BUKAMATA -Achmad Nur Hidayat, Ekonom dan Pakar Kebijakan Publik mengungkapkan kerusuhan yang akan dialami setelah Silicon Valley Bank (SVB) secara tiba-tiba dinyatakan ditutup oleh regulator AS pada Jumat 10/3 kemarin. Langkah tersebut merupakan kelanjutan dari peristiwa ramainya deposan menarik uang mereka di tengah kekhawatiran atas kesehatan keuangan bank.

Penutupan tersebut diikuti pengumuman dari Federal Deposit Insurance Corporation (FDIC), lembaga seperti LPS di Indonesia, yang menyatakan bahwa FDIC telah mengambil kendali atas simpanan pemberi pinjaman dan mentransfer aset ke entitas yang baru dibuat, Deposit Insurance Bank of Santa Clara.

FDIC mengatakan kantor SVB akan dibuka kembali pada hari Senin ini sehingga nasabah yang dananya diasuransikan dapat menarik simpanan. Namun, ternyata ada 89% simpanan bank yang tidak diasuransikan. Ini berarti ada miliaran dolar sekarang yang tidak dapat diambil oleh nasabah.

Regulotor meminta Manajemen SVB melakukan langkah bail in yaitu meminta pemilik SVB mencari modal dari bank lain untuk bergabung dengan SVB untuk mengamankan simpanan masyarakat tanpa jaminan tersebut.

Sebelum ditutup pada Jumat 10/3, selama 1 pekan sebelumnya SVB mengumumkan bahwa mereka telah kehilangan $1,8 miliar pada penjualan aset yang dilakukan dalam upaya untuk meningkatkan modal untuk mengimbangi arus keluar deposito, dan berencana untuk menjual sekitar $2,25 miliar saham baru.

Pengumuman itu telah memicu lebih banyak penarikan dari nasabah. Akibatnya, saham bank anjlok 60% pada hari Kamis, dan 60% lainnya dalam perdagangan premarket pada hari Jumat.

FDIC terpaksa campur tangan dan menghentikan penjualan karena para deposan menarik uang mereka dengan terburu-buru sehingga kebangkrutan bank menjadi tidak terhindarkan.

SVB merupakan Bank yang fokus kepada pembiayaan perusahaan teknologi dan start-up.

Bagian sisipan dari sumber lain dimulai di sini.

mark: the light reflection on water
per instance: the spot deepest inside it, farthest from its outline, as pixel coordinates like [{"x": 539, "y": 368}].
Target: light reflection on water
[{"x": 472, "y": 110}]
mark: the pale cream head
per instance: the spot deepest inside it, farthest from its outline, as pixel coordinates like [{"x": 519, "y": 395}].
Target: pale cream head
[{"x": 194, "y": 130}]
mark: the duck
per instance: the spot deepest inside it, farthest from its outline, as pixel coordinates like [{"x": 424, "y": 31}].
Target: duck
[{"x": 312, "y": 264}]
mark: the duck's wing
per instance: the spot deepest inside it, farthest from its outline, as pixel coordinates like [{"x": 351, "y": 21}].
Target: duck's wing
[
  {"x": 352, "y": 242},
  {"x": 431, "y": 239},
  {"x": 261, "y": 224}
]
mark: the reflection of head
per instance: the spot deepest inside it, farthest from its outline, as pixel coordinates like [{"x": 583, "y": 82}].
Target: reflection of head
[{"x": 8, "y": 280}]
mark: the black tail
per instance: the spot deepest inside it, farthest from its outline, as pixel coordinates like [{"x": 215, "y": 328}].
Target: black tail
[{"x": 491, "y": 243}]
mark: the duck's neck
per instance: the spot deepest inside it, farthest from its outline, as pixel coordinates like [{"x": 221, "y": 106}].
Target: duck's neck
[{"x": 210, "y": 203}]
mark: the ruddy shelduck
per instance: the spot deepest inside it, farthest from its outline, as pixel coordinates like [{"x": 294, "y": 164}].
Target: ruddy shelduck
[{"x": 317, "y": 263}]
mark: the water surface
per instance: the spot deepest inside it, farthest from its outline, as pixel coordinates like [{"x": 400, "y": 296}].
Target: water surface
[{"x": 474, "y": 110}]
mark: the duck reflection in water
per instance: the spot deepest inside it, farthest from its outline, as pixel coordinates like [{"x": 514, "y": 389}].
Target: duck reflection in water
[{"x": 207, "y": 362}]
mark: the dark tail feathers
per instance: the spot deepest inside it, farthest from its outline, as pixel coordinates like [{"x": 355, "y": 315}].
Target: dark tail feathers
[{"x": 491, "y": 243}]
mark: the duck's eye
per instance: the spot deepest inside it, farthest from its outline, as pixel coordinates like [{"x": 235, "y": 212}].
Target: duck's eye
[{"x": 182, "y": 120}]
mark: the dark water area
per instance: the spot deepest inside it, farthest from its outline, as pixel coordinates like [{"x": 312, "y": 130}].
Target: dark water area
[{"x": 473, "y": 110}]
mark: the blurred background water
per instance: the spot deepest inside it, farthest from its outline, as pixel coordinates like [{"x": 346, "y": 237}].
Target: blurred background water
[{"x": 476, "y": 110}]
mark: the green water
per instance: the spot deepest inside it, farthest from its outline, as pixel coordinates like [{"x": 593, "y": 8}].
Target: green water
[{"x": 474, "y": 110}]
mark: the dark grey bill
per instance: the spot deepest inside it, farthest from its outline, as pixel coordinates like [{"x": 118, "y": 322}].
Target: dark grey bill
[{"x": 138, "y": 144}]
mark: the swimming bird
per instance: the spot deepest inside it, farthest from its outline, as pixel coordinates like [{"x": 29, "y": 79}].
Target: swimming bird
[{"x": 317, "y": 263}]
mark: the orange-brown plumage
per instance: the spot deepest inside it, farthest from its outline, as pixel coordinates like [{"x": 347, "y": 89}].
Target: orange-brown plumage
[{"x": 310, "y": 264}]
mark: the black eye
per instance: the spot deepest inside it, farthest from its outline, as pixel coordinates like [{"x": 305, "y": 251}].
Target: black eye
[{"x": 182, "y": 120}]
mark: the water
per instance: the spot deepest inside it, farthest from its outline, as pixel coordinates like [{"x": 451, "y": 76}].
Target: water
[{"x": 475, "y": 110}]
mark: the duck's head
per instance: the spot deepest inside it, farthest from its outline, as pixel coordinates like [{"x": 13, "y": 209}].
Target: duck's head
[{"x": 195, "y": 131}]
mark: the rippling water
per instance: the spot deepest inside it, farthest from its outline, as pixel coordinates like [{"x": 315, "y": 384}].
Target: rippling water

Bank ini memiliki aset sekitar $209 miliar dan deposito $175,4 miliar dan dinyatakan sebagai bank peringkat ke-16 sebagai pemberi pinjaman AS terbesar pada 2022 lalu.

SVB dikabarkan mengalami tekanan hebat karena kekhawatiran resesi, suku bunga yang lebih tinggi, dan perlambatan pasar untuk penawaran umum perdana. Faktor-faktor ini mempersulit start-up untuk mengumpulkan uang tambahan dan membuat nasabah menarik simpanan mereka di SVB.

FDIC mengatakan kantor SVB akan dibuka kembali pada hari Senin sehingga deposan yang diasuransikan dapat menarik simpanan. Namun, menurut regulator, 89% simpanan bank tidak diasuransikan, yang berarti miliaran dolar sekarang mungkin terdampar. Menurut sumber Reuters, agensi saat ini sedang mencari bank lain untuk bergabung dengan SVB untuk mengamankan simpanan tanpa jaminan.

Runtuhnya Bank yang berfokus pada teknologi dan start up menjadi bahan pembicaraan di media sosial. Angel Investor seperi SVB kemarin dipuji karena peranannya dalam mengembangkan perusahaan startup teknologi di AS dan Dunia. Namun pekan ini pujian tersebut runtuh dan masa depan teknologi start up mengalami nasib diujung tanduk.

Kegagalan SVB dianggap sebagai keruntuhan terbesar dalam sistem perbankan AS melalui kanal Mutual Fund. Pembiayaan mengunakan Mutual Fund banyak digunakan untuk pengembangan start up namun kini Mutual Fund diprediksi menjadi sumber krisis baru di sektor keuangan sejak krisis keuangan 2008 lalu.

Runtuhnya SVB telah mengirimkan gelombang tsunami melalui pasar saham Eropa dan Asia, yang anjlok pada hari Jumat karena investor mulai melepas saham bank AS karena masalah likuiditas tersebut.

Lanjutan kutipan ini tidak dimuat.